One of the most searched for terms on the internet, often leading to fuzzy, low-resolution, free streams from across the world. But could the decision by BT Sport to show this year’s Champions League and Europa League finals free on YouTube be the start of a seismic change to how we watch football?
BT Sport have had a challenging first year after acquiring the exclusive live rights to the UEFA Champions League across the 2015-16 to 2017-18 campaigns at a cost of £897m. UK television ratings for the Champions League have nosedived since it moved from ITV and Sky Sports, with the play-off round and group stages attracting a fraction of the audience – including those games made available free-to-air on its BT Showcase channel.
The BT Showcase channel has proven a complete flop, attracting an average peak audience of less than 200,000 for its Champions League coverage, compared to the average peak of 4.4 million who watched the play‑off round and group stages on ITV last year. This runs counter to the natural order in which ratings for free-to-air sport dwarf those of equivalent programming on pay-TV.
The fact that ITV has also attracted an average of 1.3 million viewers to its Wednesday-night highlights show demonstrates there is still an appetite for the Champions League.
It has been reported that free‑to-air coverage was forced upon BT by UEFA’s marketing agency, Team, which did not want the entire competition behind a paywall. It is also understood that while UEFA is still content with a deal that more than doubled its UK broadcast income, it will insist upon changes to the existing model when it sells the rights to the 2018‑21 seasons. Whether that is demanding a better free-to-air offering or taking the entire competition behind a paywall remains to be seen.
Sponsors would certainly be unhappy with the status quo, according to Steve Martin, of M&C Saatchi Sport and Entertainment. He said: “The UK market is a massive market commercially and if one of your markets for the top five – England, Spain, Germany, France, Italy – is playing out to audiences as low as that, you’re going to question the value and you’re going to go straight to UEFA.”
While a significant drop-off was inevitable, the scale of it has provoked a UEFA rethink about how the competition rights will be sold at the next auction this year.
So the decision by BT Sport to show this month's two major European football finals on YouTube highlight how both broadcasters and sport are having to adapt in the face of changing consumer habits and new technology.
John Petter, Cheif Executive of BT Consumer, said the move would bring BT Sport to "a new generation of younger sports fans who view their entertainment online, through social media and on their mobile devices".
And, with that in mind, he announced an intention "to make these finals the most social sports broadcast ever, with lots of exciting content in the build-up and on the night across YouTube, Snapchat, Facebook, Instagram, Twitter and Vine".
The potential could be huge; demand for showpiece football games is at the highest it has ever been. Advertisers can potentially reach audiences at levels never before experienced, while much more space would open up for a greater range of advertiser to get involved. The increase in the amount of space, combined with the relative inexpense of YouTube to traditional TV may see ROI's skyrocket, while greater personalisation available through channels like Snapchat will enable advertisers to benefit from the outsized impact to spend that these channels have on brand metrics.

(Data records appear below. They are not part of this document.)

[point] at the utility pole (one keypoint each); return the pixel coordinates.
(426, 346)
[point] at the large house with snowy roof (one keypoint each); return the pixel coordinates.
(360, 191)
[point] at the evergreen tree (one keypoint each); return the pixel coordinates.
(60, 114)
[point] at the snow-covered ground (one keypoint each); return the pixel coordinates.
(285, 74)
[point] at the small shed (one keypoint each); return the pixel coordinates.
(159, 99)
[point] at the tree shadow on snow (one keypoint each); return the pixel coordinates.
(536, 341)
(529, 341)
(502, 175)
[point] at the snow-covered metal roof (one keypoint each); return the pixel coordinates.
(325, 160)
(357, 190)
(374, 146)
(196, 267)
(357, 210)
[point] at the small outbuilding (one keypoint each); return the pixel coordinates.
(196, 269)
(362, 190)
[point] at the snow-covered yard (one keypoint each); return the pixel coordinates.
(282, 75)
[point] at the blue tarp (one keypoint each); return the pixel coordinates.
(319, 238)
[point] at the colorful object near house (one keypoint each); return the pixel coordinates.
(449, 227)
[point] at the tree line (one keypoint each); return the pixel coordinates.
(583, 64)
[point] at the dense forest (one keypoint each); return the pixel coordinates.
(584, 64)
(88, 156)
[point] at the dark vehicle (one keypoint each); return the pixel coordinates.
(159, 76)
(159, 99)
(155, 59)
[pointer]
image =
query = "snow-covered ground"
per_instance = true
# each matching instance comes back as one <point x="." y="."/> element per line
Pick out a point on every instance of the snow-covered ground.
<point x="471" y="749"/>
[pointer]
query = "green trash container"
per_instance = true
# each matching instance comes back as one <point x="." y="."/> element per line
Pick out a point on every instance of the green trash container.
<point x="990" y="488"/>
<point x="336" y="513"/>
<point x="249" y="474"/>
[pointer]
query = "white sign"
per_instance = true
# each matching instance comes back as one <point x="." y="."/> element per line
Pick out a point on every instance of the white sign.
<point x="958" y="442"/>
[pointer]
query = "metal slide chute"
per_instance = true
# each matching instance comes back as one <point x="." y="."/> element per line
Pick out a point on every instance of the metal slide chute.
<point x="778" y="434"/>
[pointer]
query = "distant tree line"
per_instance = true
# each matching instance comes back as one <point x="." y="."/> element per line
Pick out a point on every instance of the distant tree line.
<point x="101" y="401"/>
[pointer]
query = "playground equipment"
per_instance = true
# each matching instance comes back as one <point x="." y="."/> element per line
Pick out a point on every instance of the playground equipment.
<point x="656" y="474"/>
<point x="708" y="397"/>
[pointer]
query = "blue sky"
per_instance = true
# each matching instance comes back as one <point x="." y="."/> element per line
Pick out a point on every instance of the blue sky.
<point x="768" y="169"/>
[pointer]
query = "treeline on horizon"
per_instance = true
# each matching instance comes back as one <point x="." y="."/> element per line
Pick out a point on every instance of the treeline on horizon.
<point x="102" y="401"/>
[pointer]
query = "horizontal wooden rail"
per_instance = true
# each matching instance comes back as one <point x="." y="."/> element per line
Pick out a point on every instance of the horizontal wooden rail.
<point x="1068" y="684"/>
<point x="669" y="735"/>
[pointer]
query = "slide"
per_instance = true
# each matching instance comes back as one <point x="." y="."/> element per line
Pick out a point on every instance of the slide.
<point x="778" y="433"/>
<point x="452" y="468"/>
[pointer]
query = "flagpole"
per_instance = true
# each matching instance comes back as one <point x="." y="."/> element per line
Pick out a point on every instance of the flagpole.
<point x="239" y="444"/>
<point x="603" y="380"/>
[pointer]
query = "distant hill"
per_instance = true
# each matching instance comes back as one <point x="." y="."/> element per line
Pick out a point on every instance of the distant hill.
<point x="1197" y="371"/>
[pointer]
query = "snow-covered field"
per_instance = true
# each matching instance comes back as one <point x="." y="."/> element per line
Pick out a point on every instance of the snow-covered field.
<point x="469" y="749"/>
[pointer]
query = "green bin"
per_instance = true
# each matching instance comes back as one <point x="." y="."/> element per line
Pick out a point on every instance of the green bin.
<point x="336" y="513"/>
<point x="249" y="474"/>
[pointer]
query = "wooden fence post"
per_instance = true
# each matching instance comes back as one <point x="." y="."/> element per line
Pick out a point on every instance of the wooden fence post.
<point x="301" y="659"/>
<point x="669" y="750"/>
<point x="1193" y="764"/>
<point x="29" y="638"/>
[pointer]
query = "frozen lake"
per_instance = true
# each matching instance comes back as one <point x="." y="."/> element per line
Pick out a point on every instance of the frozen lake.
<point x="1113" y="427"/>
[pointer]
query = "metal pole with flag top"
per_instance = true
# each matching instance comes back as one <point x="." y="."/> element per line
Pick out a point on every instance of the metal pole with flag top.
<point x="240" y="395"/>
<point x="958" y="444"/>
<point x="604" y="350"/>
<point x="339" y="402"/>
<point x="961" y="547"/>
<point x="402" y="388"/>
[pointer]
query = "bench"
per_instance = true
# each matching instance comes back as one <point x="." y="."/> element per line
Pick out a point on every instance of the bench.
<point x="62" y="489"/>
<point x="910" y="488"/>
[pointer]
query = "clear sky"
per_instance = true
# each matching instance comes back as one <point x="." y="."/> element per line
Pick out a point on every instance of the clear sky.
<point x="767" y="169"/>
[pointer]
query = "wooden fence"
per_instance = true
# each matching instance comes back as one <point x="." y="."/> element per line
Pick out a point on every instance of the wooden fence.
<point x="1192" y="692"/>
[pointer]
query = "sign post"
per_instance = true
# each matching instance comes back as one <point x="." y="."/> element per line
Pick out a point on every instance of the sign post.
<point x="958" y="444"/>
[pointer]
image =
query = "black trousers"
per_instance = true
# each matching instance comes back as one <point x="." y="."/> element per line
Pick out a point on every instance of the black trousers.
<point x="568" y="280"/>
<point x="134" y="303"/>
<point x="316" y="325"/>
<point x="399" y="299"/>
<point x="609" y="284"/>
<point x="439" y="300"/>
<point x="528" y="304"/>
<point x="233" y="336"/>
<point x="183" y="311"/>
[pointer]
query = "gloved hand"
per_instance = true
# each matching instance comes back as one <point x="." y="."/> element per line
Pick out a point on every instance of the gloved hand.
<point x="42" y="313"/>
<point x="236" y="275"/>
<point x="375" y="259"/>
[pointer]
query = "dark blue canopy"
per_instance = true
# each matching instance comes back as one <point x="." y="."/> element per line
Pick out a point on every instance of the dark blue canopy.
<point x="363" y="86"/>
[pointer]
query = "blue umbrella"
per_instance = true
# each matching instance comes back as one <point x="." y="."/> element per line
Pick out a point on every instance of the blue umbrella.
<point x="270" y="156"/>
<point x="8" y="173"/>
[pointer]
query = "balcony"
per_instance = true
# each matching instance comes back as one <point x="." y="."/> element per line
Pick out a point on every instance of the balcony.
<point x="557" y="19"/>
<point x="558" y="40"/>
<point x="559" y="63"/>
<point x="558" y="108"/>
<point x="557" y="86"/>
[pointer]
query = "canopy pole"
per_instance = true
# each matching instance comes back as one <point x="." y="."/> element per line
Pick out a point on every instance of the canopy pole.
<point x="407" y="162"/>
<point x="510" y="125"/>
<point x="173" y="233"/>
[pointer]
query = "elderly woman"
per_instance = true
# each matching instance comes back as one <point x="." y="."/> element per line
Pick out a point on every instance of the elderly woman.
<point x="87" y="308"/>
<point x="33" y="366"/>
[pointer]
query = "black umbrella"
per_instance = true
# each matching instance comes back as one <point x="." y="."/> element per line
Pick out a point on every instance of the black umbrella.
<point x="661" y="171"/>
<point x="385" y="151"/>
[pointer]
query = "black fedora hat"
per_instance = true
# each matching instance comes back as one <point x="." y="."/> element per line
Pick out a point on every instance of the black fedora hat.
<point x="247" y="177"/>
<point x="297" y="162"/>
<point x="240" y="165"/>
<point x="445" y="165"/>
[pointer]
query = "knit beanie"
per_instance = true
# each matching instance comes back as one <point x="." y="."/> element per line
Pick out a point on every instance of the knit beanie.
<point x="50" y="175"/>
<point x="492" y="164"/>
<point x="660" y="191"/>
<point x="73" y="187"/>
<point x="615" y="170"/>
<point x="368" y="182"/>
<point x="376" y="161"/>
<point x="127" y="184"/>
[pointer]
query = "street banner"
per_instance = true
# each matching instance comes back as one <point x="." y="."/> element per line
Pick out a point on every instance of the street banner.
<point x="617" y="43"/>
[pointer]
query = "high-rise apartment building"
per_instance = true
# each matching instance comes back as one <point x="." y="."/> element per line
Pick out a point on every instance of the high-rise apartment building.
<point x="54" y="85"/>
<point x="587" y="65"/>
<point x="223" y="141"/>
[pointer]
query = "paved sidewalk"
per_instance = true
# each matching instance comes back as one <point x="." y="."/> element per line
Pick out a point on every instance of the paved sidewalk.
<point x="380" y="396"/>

However, for those advertisers who usually heavily feature on TV it could be an unwelcome move; a smaller, no longer captive audience could potentially lead to worse returns while TV sponsorship would almost definitely become less profitable, unless costs were to fall dramatically.
There are examples from other sports – in an effort to grow its audience and take advantage of the growing dominance of digital the NFL partnered with Twitter in a deal to broadcast live games for free and online in the US. Since launching its channel in 2015, NFL content on YouTube has garnered almost 900 million views and this latest move will see the top clashes added to the channel for the start of the 2016/17 season.
“This expansion of our partnership will make it easier than ever for the millions of highly engaged avid and casual fans on YouTube and Google to discover and access an even greater variety of some of the most valuable content in the sports and entertainment business,” Hans Schroeder, the NFL’s senior vice president of media strategy, business development and sales, said in a statement.
The decision to stream the final on YouTube open up a range of new digital opportunities for brands and advertisers to engage with football fans in the UK. The NFL deal makes more of that league's content available through Google Search, including in-game highlights. That means, when searching a specific NFL team in Google, an official NFL video will display along with related news in a dedicated box at the top of the search results.
Manchester City is also at the forefront of activities exploring how new technologies can be harnessed to enhance the fan experience; they recently tested a live virtual reality broadcast of a home game with fans in London, New York and Melbourne.
"I don't think that the experience is ready to replace watching it live or even TV," admitted Diego Gigliani, Manchester City's director of marketing and media, "but it shows the amazing opportunities of what it can do."
This season's Champions League final, which will take place on 28 May, will see Real Madrid take on Atlético Madrid in Milan.
The Europa League final between Liverpool and Sevilla is in Basel on 18 May.